Autor(in): Urspeter Masche
Datum: 29. April 2019

Ungefähr 5% der Allgemeinbevölkerung weisen einer verminderte Aktivität der Dihydropyrimidin-Dehydrogenase (DPD) auf, wobei in 0,05 bis 0,1% der Fälle ein vollständiger Mangel besteht. Das Enzym katalysiert den Abbau der beiden Pyrimidine Uracil und Thymidin (Methyluracil); es ist auch verantwortlich für den Metabolismus von Fluorouracil, weshalb Personen mit einem DPD-Mangel gefährdeter gegenüber Fluorouracil-Nebenwirkungen sind (das Gleiche gilt für Capecitabin [Xeloda® u.a.], einem oral verabreichen Pro-Drug von Fluorouracil).
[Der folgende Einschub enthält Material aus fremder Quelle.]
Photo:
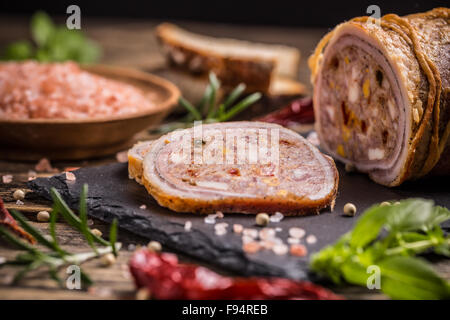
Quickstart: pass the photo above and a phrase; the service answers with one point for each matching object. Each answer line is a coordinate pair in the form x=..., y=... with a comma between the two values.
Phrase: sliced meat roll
x=381, y=94
x=245, y=167
x=135, y=159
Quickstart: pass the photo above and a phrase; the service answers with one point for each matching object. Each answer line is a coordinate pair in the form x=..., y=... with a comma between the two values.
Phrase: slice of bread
x=193, y=87
x=234, y=61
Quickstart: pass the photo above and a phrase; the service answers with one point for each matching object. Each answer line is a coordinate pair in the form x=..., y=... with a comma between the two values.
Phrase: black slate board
x=113, y=194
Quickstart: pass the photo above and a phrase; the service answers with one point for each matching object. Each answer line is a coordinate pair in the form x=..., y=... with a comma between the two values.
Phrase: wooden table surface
x=126, y=43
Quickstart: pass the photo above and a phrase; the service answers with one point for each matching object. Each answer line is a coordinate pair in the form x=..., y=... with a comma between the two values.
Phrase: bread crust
x=256, y=73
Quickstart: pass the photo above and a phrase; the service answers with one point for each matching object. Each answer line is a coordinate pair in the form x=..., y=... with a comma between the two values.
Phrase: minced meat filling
x=297, y=173
x=359, y=115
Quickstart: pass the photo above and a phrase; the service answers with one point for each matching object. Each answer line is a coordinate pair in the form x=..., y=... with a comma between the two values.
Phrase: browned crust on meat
x=288, y=205
x=423, y=36
x=255, y=73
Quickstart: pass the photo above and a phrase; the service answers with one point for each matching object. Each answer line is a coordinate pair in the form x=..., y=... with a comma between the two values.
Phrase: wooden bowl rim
x=174, y=94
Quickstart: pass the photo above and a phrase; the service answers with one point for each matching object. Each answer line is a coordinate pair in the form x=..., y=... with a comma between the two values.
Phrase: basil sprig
x=390, y=238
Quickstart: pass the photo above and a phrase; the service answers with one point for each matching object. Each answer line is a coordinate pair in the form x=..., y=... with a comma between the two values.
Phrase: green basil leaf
x=411, y=278
x=42, y=28
x=355, y=272
x=369, y=225
x=20, y=50
x=438, y=216
x=410, y=215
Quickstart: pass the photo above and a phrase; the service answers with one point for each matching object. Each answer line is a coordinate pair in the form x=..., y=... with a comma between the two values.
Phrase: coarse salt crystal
x=221, y=225
x=293, y=240
x=70, y=176
x=221, y=231
x=219, y=214
x=122, y=156
x=311, y=239
x=251, y=247
x=253, y=233
x=298, y=250
x=267, y=244
x=313, y=138
x=295, y=232
x=237, y=228
x=280, y=249
x=44, y=165
x=246, y=239
x=277, y=217
x=31, y=175
x=7, y=178
x=267, y=233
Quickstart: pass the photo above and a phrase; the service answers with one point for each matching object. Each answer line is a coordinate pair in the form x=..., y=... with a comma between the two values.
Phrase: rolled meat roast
x=381, y=95
x=245, y=167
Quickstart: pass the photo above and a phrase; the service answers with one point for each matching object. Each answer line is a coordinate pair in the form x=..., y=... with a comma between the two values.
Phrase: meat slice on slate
x=242, y=167
x=381, y=95
x=135, y=159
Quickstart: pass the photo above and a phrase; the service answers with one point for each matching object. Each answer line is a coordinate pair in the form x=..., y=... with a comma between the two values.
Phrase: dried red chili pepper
x=8, y=221
x=299, y=111
x=167, y=279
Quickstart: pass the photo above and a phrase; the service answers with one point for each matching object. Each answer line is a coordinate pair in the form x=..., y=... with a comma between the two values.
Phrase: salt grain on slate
x=219, y=214
x=246, y=239
x=298, y=250
x=251, y=247
x=277, y=217
x=295, y=232
x=311, y=239
x=293, y=240
x=221, y=225
x=237, y=228
x=70, y=176
x=122, y=156
x=280, y=249
x=210, y=219
x=221, y=231
x=313, y=138
x=266, y=233
x=32, y=175
x=253, y=233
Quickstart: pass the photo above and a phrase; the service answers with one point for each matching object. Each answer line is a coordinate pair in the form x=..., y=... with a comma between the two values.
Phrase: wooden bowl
x=65, y=139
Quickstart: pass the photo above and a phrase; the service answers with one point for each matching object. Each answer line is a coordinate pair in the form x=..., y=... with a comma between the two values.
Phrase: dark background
x=313, y=13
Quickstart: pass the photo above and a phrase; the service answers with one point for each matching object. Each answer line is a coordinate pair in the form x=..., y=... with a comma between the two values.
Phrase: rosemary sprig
x=55, y=257
x=207, y=110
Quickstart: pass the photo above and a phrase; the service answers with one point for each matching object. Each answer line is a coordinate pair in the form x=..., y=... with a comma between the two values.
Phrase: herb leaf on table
x=52, y=43
x=390, y=238
x=55, y=257
x=207, y=109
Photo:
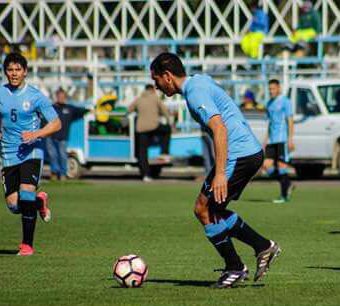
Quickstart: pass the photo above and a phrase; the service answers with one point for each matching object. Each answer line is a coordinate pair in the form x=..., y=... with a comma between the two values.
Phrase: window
x=331, y=97
x=306, y=103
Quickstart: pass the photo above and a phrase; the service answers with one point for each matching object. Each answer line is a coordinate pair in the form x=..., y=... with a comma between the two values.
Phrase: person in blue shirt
x=259, y=27
x=238, y=157
x=279, y=139
x=21, y=109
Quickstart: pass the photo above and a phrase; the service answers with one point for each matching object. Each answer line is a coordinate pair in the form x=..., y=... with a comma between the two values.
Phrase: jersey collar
x=16, y=91
x=185, y=85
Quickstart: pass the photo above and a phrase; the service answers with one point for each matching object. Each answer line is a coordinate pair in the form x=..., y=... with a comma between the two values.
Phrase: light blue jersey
x=21, y=110
x=279, y=110
x=205, y=99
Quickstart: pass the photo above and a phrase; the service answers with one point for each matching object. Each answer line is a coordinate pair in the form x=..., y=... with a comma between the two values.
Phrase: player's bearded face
x=164, y=83
x=274, y=90
x=15, y=74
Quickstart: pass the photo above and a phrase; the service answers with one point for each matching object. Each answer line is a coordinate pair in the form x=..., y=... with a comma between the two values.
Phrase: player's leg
x=269, y=164
x=53, y=156
x=62, y=159
x=143, y=143
x=27, y=196
x=286, y=186
x=265, y=250
x=30, y=174
x=30, y=203
x=10, y=183
x=217, y=232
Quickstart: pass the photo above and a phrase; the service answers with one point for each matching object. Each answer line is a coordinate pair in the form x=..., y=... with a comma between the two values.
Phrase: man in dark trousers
x=150, y=108
x=56, y=144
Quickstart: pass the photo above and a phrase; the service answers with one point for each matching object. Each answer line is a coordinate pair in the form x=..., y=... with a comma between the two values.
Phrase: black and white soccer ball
x=130, y=271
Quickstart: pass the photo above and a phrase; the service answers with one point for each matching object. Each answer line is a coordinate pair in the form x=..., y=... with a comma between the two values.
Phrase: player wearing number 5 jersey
x=238, y=156
x=21, y=108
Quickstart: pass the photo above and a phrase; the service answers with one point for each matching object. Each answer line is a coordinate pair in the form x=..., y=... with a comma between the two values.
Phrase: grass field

In Frankreich müssen in Zukunft alle Patienten und Patientinnen, bei denen eine Behandlung  mit Fluorouracil oder Capecitabin geplant ist, auf einen DPD-Mangel untersucht werden.

Mitteilung der französischen Arzneimittelbehörde: Chimiothérapies à  base de 5-FU ou capécitabine: recherche obligatoire du déficit en DPD avant tout traitement

 
Dihydropyrimidin-Dehydrogenase-Mangel und Fluorouracil (29. April 2019)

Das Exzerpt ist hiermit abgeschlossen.